After driving my daughters to school, I headed to work and parked my car. As I arrived, I realized something unexpected had happened. I had missed multiple messages from my colleagues about discussions for the upcoming meeting. I was flabbergasted—I hadn’t heard my phone go off. There were unanswered texts and calls. I thought my phone must be broken.
When it happened again later that week, I was really confused. I did some digging and found that my phone’s operating system had upgraded with features I hadn’t expected because I hadn’t paid attention. I learned that Apple had rolled out their “Do Not Disturb While Driving” feature. My initial reaction, I’m sorry to admit, was not one of praise for their responsible use of technology to prevent distracted driving. Instead, I was truly annoyed that my phone was preventing me from being available. When I shared my realization, my co-workers had similar responses.

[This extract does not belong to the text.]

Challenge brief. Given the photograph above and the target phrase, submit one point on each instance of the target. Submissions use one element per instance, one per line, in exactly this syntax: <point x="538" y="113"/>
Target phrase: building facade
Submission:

Looking back, this was probably the time when I was on my way to burnout. I hadn’t yet learned to prioritize my wellness. I hadn’t figured out self-care. I definitely hadn’t learned how to delegate or ask for assistance. I thought I had to do it all myself. All of this meant that I just didn’t understand boundaries. I had many signs indicating that boundaries were needed: feeling constantly overwhelmed and stressed, an inability to say no, frequently taking work home, and feeling unappreciated.
At the time, boundaries felt like a four-letter word. It went against the grain of my understanding of the profession of medicine and being a female leader. I thought it was important to be available at all times. I was wrong. One thing that has helped me is shifting the language in my head. Instead of thinking of holding firm to my boundaries, I like the idea of honoring my priorities. When I honor my priorities, it allows me to say no or not now to things that may interfere with my priorities (aka cross my boundaries).
Why are boundaries important? When we honor our priorities and boundaries, it helps prevent burnout, enhances career satisfaction, and improves patient care. It prevents the unhelpful multitasking and distracted work that ends up being less effective. With healthy boundaries, individuals often experience increased energy and focus, improved work-life balance, better relationships with colleagues and patients, and enhanced personal and professional growth.
It can be hard to start setting boundaries, but there are some practical strategies:
Assess Where Boundaries Are Needed: Identify areas where you feel most overwhelmed.
Communicate Clearly: Set expectations and limits with yourself and those around you.
Learn to Say No: Practice saying no in a respectful yet firm manner. Remind yourself that this is important for self-care.
Set Time Limits: Establish clear working hours, regular breaks, and time off.
Delegate Tasks: Recognize when to delegate tasks and share the workload appropriately.
Self-Care Practices: Use the time you’ve carved out to practice self-care.
When you start enforcing boundaries, you will initially face pushback. It may be unexpected for others when you suddenly stop agreeing to everything. When this happens, make sure you are saying no with respect, though being firm, and remind yourself why it is important. Let go of the guilt you will initially feel—you will likely find that you show up better both at home and at work when you set boundaries. Finally, be consistent. Others will respect your boundaries more often when they are consistent.
Although I was originally annoyed by that feature on my phone, I now use the Do Not Disturb function to prioritize my sleep, give me time to focus on difficult tasks, and spend time with my family!
Like other things that are important for your joy and balance, setting and maintaining boundaries takes practice and persistence but can ultimately transform your life. What boundary or priority do you need to honor to increase your joy?